Vicar Street anti demolish protestors receive a serious blow

Staff Reporter

Reporter:

Staff Reporter

The claim that houses to be demolished on Vicar Street in Kilkenny are of immense archaeological merit have received a serious blow with the latest information from Kilkenny County Council.

The claim that houses to be demolished on Vicar Street in Kilkenny are of immense archaeological merit have received a serious blow with the latest information from Kilkenny County Council.

The current red brick buildings dating from 1881-190 are to be knocked for the controversial bridge, part of the equally opinion dividing, Central Access Scheme (CAS).

Extremely reputable experts claimed that the houses stood on a house of important archaeological and historical value which was part of the St Canice’s Cathedral Close. That now seems to have been based on rather weak foundations

Historic Building Consultant Rob Goodbody has said that there is no evidence to back up the claim of the cathedral “Manse House” dating from medieval times and that claim made back four centuries ago became gospel without any evidence to back it up.

Rob Goodbody conducted a Building Investigation of Nos. 20-22 Vicar St. His research has shown that the manse house of the prebendary of Tascoffin, which has been the subject of much recent media attention, has not existed for more than 300 years.

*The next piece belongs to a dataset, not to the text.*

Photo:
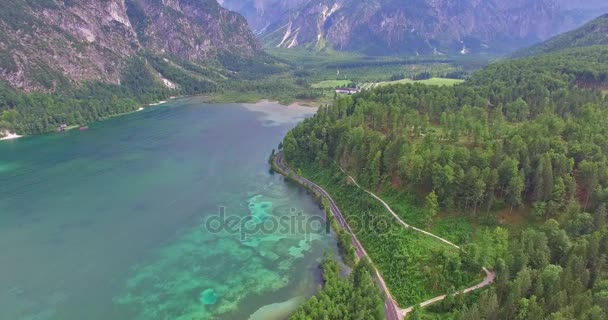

The County Council has stated that: “The evidence for the existence of this manse house is found in only one original document, which is a survey carried out in 1679. The survey refers to “a piece of waste ground in Irishtown where formerly the manse stood” and so the one reference to the house states that it was already gone by that time.

“The historian, Edward Ledwich, writing almost a century later, cited that survey, but did not make it clear that the house was already gone by 1679. All writers since have based their texts on Ledwich’s paper, with many adding their own views as to where the house was. The conclusion became, without evidence to back it up, that the present number 22 Vicar Street incorporated the manse house.

In August 2013, under the supervision of the National Monuments Service, VJK Ltd and Rob Goodbody commenced the monitoring brief of the removal of render from Nos. 21-22 Vicar St. The removal of render was conducted to obtain further information as to whether any masonry from early buildings was intact in the construction of Nos 21-22 Vicar St. To date this work has confirmed the historical record, showing that the houses were rebuilt in 1881 and 1908 respectively, and that any earlier masonry surviving in the walls is clearly of 18th or 19th century date.

The investigations at Nos. 21-22 Vicar St. are ongoing, with particular reference to the southern gable end of number 22 Vicar Street, as this predates the house itself. While archaeological investigations are required to seek clarity on the origins and dating of this wall, it is clear that this wall cannot be part of the manse house of the prebendary of Tascoffin, as no remnants of that manse house remained by 1679. Also, the building to which the southern gable wall of No 22 Vicar St. originally belonged, was on land which was not part of the property defined as the prebendary of Tascoffin.

VJK Ltd and Rob Goodbody have provided information on this phase of work to Kilkenny County Council and to National Monuments Service , who will advise on the nature and extent of any further archaeological and architectural requirements for this site, as is the statutory requirement. It is expected that further investigations on site will begin in the coming weeks,” the statement ends.